Practicing with a variety of CEN Study Guide exposes students to different question formats, such as multiple-choice and select-all-that-apply.
Maxillofacial Emergencies CEN Study Guide
Abscess (e.g.. peritonsillar, dental)
Peritonsillar abscess/quinsy
Cause
Peritonsillar abscess is commonly referred to as quinsy, which usually results from bacterial infections that target the pharynx and the surrounding soft tissues. The causative agents include bacteria such as Streptococcus, Staphylococcus, and Bacteroides.
Clinical features
The symptoms include dysphagia (difficulty swallowing), sore throat, trismus Cocked jaw), hot potato voice, fever, ear pain and adenopathy (swollen lymph nodes). Patients may exhibit an unwell appearance, drooling, halitosis (bad breath) and tonsillar erythema (redness of the tonsils).
Treatment.
- Perform an incision and drain the abscess under local anesthesia.
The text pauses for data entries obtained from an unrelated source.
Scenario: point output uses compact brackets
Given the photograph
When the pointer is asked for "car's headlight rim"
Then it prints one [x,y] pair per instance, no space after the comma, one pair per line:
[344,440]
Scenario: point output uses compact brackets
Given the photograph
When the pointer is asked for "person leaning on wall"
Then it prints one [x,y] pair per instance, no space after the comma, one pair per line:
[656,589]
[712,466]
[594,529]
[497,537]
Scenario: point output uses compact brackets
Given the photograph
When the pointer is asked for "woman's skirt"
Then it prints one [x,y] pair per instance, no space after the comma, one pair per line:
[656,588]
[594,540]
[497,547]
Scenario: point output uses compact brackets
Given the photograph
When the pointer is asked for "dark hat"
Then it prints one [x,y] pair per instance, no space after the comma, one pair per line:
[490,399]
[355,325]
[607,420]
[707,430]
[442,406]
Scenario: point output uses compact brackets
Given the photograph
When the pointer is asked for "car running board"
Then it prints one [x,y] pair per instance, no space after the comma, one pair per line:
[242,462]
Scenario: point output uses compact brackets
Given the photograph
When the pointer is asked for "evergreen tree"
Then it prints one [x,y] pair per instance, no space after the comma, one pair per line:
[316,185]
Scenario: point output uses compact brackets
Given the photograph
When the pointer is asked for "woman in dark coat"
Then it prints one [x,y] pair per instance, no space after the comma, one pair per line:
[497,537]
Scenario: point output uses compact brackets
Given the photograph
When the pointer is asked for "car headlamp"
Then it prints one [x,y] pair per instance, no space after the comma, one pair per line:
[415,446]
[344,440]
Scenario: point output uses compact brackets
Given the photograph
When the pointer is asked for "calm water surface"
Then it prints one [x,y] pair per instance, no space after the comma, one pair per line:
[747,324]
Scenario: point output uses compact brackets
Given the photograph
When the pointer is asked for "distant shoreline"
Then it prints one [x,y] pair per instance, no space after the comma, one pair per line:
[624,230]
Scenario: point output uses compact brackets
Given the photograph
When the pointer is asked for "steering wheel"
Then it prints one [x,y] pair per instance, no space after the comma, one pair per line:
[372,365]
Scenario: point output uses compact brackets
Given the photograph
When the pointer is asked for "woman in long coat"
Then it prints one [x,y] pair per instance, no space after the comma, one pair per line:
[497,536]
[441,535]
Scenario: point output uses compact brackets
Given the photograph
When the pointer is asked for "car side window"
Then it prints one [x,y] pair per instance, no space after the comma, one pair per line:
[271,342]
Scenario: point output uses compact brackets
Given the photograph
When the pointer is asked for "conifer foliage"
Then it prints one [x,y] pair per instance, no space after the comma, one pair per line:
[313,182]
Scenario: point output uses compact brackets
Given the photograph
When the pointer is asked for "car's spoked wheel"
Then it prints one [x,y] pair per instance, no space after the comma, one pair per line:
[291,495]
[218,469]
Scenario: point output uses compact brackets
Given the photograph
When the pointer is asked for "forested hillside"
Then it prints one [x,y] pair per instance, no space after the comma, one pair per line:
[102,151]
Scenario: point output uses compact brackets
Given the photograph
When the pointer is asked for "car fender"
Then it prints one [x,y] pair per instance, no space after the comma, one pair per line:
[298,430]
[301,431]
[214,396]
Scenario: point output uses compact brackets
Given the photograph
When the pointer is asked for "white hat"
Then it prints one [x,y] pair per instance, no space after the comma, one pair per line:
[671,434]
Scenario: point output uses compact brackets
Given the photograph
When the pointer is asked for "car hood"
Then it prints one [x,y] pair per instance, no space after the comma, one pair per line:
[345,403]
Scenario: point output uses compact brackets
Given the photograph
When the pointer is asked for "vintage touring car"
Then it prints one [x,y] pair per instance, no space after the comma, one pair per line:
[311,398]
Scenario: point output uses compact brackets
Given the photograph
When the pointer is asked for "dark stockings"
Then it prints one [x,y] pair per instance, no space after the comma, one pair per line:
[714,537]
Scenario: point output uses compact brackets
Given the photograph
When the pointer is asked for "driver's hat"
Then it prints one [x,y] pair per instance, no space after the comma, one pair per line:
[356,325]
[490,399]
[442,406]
- Use systemic antibiotics and supportive management: IV fluids, analgesia and antipyretics.
- Perform elective tonsillectomy for patients with recurrent tonsillitis and obstructive sleep apnea.
Parapharyngeal abscess
Cause
A parapharyngeal abscess is a collection of pus in the parapharyngeal space, which is located lateral to the pharyngeal constrictor muscle and medial to the pterygoid muscle. The common agents include Streptococcus, Staphylococcus and Bacteroides.
Clinical features
The manifestations include fever, odynophagia, sore throat and the swelling of the neck. Anterior space abscesses cause induration, trismus and tonsil bulging. Posterior space abscesses can cause pharyngeal wall swelling, high grade fever, neurologic deficits and sepsis.
Treatment
- Ensure proper airway management.
- Perform an incision and drain the abscess under local anesthesia.
- Perform empirical antibiotic therapy with parenteral antibiotics such as clindamycin and ceftriaxone.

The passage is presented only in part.